DeSantis and his GOP legislative allies responded with actions Disney says were retaliatory and a violation of its free speech rights, such as the governor’s takeover of the company’s special taxing district, previously called the Reedy Creek Improvement District.

       

14 Comments
  1. - Ducky LaMoore - Friday, Jul 28, 23 @ 1:06 pm:

    Roe v Wade was so much more than abortion. It was about privacy. Now it looks like the GOP will be going after HIPAA.


  2. - Oswego Willy - Friday, Jul 28, 23 @ 1:20 pm:

    ===to obtain the private medical records===

    Yeah, now going after women for seeking healthcare…

    Republicans should run on this everywhere.


  3. - Norseman - Friday, Jul 28, 23 @ 1:23 pm:

    We’re from the red state and we’re here to take away your rights.


  4. - Jocko - Friday, Jul 28, 23 @ 1:28 pm:

    Whatever happened to live and let live? Today’s GOP has become a bunch of Gladys Kravitzes…dragging the rest of us to the front window to report (and worse, punish) their neighbor.


  5. - Politix - Friday, Jul 28, 23 @ 1:28 pm:

    Any AG that attempts to obtain private medical records of patients seeking legal health care in other states should be disbarred. These AGs are not protecting women. They are failures.


  6. - Homebody - Friday, Jul 28, 23 @ 1:43 pm:

    I was trying to explain to some close friends for years that anything sex or gender related was going to become the new flashpoint for fugitive slave laws. The conservative SCOTUS will say the feds can’t regulate it as a state issue, but then rule that blue states have to give full faith and credit to the red states’ attempts to punish people for getting disfavored medical care.

    Like with so many things being driven by right wing culture warriors in an effort to maintain their grips on their voting blocks, this is going to get a lot worse before it gets better.


  7. - Flyin'Elvis'-Utah Chapter - Friday, Jul 28, 23 @ 1:45 pm:

    Said it for years-

    How a woman and/or minority votes Republican I’ll never know.


  8. - sulla - Friday, Jul 28, 23 @ 1:57 pm:

    “We believe in small government unless it concerns your uterus.”


  9. - DuPage Saint - Friday, Jul 28, 23 @ 2:03 pm:

    Their actions are just obscene. I hope every Republican candidates in this state for no matter what office is asked if he agrees with these policies. Small limited government, yeah right


  10. - btowntruth from forgottonia - Friday, Jul 28, 23 @ 2:29 pm:

    Everyone understands that a heartbeat signifies life, and we understand that when it falls silent, something precious has been lost.”

    Then they better be opposed to the death penalty then or I don’t want to hear them ever say that again.


  11. - Grandson of Man - Friday, Jul 28, 23 @ 2:31 pm:

    “19 Republican state attorneys general, demands that the Biden administration allow states with abortion bans to obtain the private medical records”

    So, not the party of small government and freedom, trying to interfere with women’s medical records and right to get healthcare in whatever state they can?
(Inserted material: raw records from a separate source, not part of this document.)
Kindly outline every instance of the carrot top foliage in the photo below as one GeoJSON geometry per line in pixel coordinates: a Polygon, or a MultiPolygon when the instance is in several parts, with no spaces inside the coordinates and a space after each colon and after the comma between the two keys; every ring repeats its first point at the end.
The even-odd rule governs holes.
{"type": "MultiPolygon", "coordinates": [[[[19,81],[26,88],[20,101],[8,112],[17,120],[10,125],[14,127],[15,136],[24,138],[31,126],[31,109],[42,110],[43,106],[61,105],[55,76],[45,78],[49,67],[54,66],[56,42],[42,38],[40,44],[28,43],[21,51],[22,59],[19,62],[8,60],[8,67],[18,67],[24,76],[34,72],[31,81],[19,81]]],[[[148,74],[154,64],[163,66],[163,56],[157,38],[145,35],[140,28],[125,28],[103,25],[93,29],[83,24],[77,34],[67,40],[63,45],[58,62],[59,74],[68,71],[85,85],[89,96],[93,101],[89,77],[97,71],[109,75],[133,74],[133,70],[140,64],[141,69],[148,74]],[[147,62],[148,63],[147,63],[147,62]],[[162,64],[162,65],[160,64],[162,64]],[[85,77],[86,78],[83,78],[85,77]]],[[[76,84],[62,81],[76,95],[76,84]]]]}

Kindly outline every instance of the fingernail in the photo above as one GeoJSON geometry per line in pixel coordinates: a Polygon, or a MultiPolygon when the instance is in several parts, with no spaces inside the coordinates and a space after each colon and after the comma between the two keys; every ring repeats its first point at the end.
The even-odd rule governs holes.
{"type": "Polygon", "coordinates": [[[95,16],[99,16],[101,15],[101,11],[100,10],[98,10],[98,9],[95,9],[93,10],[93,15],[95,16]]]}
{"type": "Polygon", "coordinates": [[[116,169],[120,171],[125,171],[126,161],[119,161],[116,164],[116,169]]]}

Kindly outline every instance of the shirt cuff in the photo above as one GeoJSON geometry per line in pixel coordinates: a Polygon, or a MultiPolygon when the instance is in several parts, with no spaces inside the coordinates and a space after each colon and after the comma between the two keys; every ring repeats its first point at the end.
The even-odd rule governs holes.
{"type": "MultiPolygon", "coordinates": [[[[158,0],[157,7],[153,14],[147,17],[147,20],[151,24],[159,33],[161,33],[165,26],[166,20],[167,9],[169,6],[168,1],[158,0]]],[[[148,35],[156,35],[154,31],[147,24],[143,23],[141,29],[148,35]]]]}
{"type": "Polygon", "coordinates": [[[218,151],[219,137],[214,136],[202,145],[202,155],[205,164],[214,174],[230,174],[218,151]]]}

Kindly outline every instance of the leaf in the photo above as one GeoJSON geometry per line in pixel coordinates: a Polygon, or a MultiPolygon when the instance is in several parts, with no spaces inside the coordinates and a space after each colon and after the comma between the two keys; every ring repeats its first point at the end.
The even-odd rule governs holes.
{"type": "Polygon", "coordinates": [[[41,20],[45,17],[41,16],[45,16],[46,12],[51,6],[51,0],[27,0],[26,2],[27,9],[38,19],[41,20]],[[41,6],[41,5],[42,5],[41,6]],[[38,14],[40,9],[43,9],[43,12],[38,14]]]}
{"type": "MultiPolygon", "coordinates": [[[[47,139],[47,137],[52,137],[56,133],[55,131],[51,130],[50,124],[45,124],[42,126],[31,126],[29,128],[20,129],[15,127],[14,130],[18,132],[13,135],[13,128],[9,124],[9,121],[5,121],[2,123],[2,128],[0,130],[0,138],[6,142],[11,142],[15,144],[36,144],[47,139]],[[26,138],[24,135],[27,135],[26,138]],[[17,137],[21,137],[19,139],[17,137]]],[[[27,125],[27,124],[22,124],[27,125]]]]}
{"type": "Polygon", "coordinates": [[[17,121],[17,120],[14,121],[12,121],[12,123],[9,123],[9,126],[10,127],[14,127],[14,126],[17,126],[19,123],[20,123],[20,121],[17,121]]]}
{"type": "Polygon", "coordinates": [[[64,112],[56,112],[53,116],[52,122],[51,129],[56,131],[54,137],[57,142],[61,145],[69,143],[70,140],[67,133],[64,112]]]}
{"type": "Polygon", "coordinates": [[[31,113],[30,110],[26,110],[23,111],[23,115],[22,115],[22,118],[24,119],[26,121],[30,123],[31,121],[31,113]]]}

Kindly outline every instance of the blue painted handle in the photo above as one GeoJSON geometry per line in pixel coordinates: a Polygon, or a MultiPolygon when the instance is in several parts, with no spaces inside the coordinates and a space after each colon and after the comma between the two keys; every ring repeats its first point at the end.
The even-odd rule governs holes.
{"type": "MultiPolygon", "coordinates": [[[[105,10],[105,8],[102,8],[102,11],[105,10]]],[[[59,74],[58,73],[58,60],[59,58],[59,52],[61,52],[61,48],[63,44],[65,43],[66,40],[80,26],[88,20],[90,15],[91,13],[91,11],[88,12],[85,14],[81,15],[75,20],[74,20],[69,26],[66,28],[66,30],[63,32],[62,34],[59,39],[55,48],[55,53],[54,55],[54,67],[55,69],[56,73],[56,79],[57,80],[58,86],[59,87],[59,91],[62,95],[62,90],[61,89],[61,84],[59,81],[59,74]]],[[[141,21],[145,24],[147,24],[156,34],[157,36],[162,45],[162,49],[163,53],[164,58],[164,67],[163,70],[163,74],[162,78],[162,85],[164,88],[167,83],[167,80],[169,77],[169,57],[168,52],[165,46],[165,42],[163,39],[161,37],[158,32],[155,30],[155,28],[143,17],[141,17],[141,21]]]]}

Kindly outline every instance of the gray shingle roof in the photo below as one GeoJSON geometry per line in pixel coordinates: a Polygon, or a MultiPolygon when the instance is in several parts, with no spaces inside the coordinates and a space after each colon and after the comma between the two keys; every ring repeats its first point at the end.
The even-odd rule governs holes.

If Democrats can’t message on the galling hypocrisy (also including book and teaching bans)…


  12. - illinifan - Friday, Jul 28, 23 @ 2:38 pm:

    All of this courtesy of the party that sells the line that they are the “party of freedom” and they don’t want excessive government interference or regulation. Another name for a hypocrite is saying you are a republican.


  13. - Excitable Boy - Friday, Jul 28, 23 @ 3:15 pm:

    - after the attorney general’s office spent years defending a sodomy law that criminalizes oral and anal sex. -

    Illinois was the first state to repeal sodomy laws in 1961. Opposite land indeed.


  14. - Huh? - Friday, Jul 28, 23 @ 3:28 pm:

    “We believe in small government unless it concerns anything we don’t like.”

    Fixed it for ya.


Sorry, comments for this post are now closed.